From its opening sequence, “D’art” commands your attention with its zappy swing music and montage of fine artist Robert Clinch launching paper darts into the air as collector Jeff Brown puts on a fire retardant suit and whooshes down a racetrack.
You know their two worlds are about to meet. You don’t know how or why but you know it’s going to be a sensational adventure and you want to come along for the ride.
Directed by Karl von Möller, “D’art” raises the bar on what a film about art can be.
For starters, thrilling.
When Clinch muses about the idea of painting darts on a Goggomobil Dart sports-car one evening with Brown over a glass of wine, he might not have been expecting his friend, an avid auto and art collector, to go out and buy one then commission him to do just that thing, but so it was, a Goggomobil Dart was to become a canvas and a musing a 15-month long project.
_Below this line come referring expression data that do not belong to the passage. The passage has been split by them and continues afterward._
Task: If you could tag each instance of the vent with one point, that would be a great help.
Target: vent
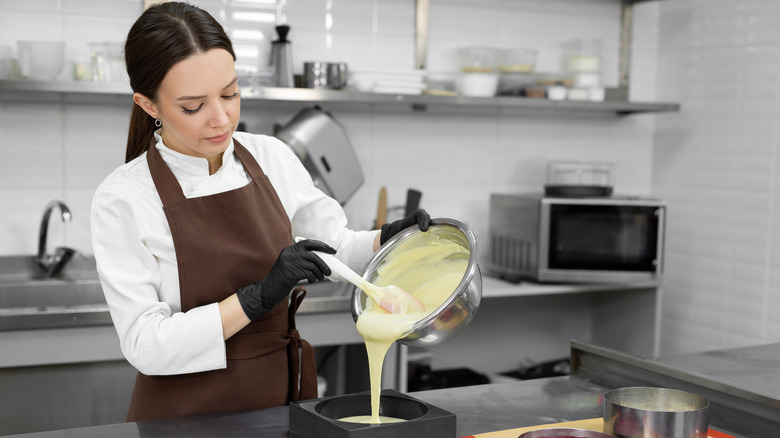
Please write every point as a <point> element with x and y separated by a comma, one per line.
<point>511,254</point>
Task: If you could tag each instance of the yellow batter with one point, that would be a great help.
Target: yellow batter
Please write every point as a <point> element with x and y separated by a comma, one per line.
<point>429,271</point>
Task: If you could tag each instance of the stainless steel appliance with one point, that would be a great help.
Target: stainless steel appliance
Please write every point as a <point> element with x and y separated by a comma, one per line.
<point>322,145</point>
<point>577,240</point>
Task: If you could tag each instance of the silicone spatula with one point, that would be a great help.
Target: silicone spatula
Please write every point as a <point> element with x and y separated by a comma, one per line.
<point>391,298</point>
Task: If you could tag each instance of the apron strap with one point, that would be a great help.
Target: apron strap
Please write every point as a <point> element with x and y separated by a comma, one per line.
<point>168,186</point>
<point>249,162</point>
<point>164,180</point>
<point>301,356</point>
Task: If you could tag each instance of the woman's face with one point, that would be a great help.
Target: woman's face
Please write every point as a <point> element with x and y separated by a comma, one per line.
<point>199,105</point>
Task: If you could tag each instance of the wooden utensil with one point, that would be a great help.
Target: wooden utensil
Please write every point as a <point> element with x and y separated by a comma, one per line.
<point>381,212</point>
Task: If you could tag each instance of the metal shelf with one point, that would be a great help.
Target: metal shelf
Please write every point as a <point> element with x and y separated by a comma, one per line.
<point>75,91</point>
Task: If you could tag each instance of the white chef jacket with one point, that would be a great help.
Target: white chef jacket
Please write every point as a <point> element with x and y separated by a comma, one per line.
<point>136,260</point>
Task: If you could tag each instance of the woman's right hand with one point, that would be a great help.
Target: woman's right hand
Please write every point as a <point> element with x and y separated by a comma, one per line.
<point>294,264</point>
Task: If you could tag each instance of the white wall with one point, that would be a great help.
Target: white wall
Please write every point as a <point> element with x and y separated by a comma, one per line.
<point>716,163</point>
<point>456,158</point>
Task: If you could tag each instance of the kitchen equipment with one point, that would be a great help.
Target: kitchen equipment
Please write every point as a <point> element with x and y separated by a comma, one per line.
<point>388,81</point>
<point>582,56</point>
<point>637,412</point>
<point>478,71</point>
<point>381,212</point>
<point>579,179</point>
<point>391,298</point>
<point>322,145</point>
<point>5,61</point>
<point>325,75</point>
<point>41,60</point>
<point>459,309</point>
<point>413,198</point>
<point>281,58</point>
<point>564,433</point>
<point>441,84</point>
<point>319,417</point>
<point>517,60</point>
<point>577,240</point>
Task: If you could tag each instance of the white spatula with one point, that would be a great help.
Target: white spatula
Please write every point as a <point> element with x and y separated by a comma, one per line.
<point>391,298</point>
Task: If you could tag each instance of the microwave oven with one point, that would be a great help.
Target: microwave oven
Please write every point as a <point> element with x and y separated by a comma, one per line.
<point>576,240</point>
During the first half of the film viewers are introduced to Robert Clinch and his approach to painting, the fascinating background of Melbourne collector Jeff Brown, the history of the Goggomobil Dart and its creator Bill Buckle, and the ever entertaining Tommy Dysart and Joan Brockenshire, who helped revive the Goggomobil name across Australia during the 90s with Dysart’s iconic lines in an advertisement for the Yellow Pages.
The context of these interviews is enriching and provides a humanizing look at the legacy of the car and the amount of planning and work that went into the project. Viewers are able to find connection and understanding as they learn about the origins of the Dart and those involved in the project, so when Clinch actually begins to paint the little car they, too, feel invested in the process.
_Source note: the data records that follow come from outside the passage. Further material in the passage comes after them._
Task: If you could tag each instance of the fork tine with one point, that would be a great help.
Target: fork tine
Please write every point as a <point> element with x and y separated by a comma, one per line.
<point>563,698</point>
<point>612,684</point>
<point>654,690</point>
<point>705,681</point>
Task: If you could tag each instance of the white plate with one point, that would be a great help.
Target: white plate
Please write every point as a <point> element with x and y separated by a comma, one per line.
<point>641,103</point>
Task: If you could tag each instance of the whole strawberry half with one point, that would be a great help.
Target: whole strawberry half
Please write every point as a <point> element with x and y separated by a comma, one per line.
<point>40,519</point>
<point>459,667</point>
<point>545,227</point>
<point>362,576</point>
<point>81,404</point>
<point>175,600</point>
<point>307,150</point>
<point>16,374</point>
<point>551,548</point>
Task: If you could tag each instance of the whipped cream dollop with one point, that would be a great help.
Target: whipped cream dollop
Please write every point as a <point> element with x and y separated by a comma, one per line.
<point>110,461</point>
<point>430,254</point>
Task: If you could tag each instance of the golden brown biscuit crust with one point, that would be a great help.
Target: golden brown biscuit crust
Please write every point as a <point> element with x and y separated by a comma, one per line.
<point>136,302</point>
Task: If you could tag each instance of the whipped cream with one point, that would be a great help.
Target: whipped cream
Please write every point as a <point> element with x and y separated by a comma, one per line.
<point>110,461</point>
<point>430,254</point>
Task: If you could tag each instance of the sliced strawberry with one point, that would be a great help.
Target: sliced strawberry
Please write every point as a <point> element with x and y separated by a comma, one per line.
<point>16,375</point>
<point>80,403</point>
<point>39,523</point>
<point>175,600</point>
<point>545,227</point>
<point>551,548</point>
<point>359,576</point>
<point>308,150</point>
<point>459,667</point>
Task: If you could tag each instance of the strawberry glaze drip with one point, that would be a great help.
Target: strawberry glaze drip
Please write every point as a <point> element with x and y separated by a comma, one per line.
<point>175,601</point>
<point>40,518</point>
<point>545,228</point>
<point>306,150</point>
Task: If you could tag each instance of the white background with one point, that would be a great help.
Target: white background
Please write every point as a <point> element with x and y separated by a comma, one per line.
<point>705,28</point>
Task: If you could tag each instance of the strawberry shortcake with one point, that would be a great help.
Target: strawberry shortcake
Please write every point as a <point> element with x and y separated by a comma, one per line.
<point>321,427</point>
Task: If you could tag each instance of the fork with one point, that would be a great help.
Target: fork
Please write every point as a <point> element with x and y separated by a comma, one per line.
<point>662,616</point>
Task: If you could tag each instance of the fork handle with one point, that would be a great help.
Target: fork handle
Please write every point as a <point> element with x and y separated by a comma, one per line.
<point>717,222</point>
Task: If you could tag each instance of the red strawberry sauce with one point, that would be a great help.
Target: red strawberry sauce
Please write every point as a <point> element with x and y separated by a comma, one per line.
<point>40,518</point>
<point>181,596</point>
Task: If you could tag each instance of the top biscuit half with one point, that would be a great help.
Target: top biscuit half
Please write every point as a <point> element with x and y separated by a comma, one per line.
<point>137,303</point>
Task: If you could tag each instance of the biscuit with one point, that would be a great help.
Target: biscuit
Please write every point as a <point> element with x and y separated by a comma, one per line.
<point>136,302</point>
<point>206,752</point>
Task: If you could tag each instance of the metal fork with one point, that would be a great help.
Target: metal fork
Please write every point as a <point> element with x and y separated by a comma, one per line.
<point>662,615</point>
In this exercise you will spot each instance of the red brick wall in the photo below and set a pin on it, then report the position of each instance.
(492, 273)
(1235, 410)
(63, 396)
One area where “D’art” shines is in its ability to maintain momentum while also being reflective. It is a diamond of high energy. A rarity for a film about art. How von Möller achieves this is by not lingering too long on any one scene while maintaining visual interest through stunning cinematography and a wide range of shots. From gorgeous panning scenes to bird’s-eye drone views to medium range shots that are so tangible you hope Clinch doesn’t mind your presence.
Creativity is never small even when a project involves small things.
Microcars and paper darts are big ideas. They are perceptible wonderment and, outside of love, is there anything bigger than wonder?
As delightful as the Goggomobil is and as enchanting as the flight of paper darts are so is the process of watching them come together. “D’art” enthralls with its capturing of creative process and will leave you buzzing with satisfaction at the flight of imagination.